Requests are made by building a query object (see below) and adding this as a parameter to the API's method's URL. This query object specifies the query parameters and provides some extra arguments for customizing the return values of the call.
As a simple example, the following request searches for all Noturus placidus records (the threatened Neosho madtom catfish):
http://api-module.vertnet-portal.appspot.com/api/v1/search?q={"q":"noturus placidus"}
The query object is a JSON object that contains the parameters that define the query to be performed, the amount of records to return and other result features. This object is added at the end of the search method URL as the value of the q method argument, with a question mark ? separating both entities. The above URL is an example of how to build a basic query. In that URL, the query object is everything between (and including) the curly braces:
{"q": "noturus placidus"}IMPORTANT NOTE: As you can see in the URL above, there are two different q values. The first one, ?q= is the query object itself whereas the second one, {"q": is the query string element of the query object (see below). This distinction is important, since the query object should never be quoted and the query string should always be quoted.
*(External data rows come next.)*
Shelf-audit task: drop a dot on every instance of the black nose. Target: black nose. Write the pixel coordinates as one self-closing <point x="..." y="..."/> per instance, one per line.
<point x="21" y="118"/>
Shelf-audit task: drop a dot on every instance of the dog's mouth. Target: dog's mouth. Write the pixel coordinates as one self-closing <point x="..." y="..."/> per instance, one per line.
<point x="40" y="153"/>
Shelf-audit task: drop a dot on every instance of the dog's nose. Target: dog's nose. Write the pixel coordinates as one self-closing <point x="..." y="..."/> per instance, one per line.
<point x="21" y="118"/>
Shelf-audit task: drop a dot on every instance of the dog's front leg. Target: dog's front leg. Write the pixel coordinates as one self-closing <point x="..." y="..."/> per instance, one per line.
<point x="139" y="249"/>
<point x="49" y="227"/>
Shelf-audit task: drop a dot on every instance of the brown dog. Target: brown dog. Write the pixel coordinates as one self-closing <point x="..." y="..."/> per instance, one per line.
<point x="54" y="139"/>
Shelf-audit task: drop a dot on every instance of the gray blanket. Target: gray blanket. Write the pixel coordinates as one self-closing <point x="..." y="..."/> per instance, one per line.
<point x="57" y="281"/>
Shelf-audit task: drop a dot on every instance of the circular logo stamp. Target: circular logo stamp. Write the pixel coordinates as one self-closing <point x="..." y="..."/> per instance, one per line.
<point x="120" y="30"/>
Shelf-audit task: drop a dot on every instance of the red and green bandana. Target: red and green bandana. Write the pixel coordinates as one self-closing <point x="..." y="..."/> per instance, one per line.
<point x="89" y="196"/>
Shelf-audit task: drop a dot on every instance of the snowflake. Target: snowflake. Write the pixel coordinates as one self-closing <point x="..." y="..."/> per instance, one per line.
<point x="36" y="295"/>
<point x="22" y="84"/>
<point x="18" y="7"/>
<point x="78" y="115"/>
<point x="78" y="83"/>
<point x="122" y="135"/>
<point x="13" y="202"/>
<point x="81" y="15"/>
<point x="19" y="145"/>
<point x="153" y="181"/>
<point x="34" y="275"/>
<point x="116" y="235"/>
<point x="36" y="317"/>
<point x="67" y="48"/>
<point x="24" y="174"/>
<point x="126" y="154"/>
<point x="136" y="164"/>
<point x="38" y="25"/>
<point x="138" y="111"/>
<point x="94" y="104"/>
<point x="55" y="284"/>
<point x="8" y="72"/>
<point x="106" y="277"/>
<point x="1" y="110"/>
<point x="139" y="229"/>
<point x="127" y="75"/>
The query object can have the following elements.
The element that defines the query terms, the definition of the query, the records you want to retrieve. This is the most important element in the quey object and, therefore, is a mandatory element. Without it, the API call will fail. The query terms must be present as a single, quoted string. See the "Search query string" section for more information on how to properly build this element and different options for more complex queries.
Example:
{"q": "noturus placidus"}An optional numeric value indicating the maximum amount of records to be returned. Performance depends heavily on this value as described in Stucky 2014. There are two "special" values for this element: the optimum (and therefore default) value is 400, while the maximum value allowed by the API infrastructure is 1000. Any value higher than this will be silently replaced by 1000.
Example:
{"q": "noturus placidus", "l": 20}An optional string defining the cursor needed to retrieve the next "batch" of results. See the using the c cursor element below for more information.
Example:
{"q": "noturus placidus", "c": "False:CrEFCuYCCr4C9wAAABn_____jIGJmo2LkZqL0o..."}An optional string element declaring the application that made the call, useful for our usage logging systems. This is generally a developer-only element, and regular users can safely skip it.
If absent, queries will be logged in our system as generated by either the API (if used directly) or the data portal (if the query was made via this application).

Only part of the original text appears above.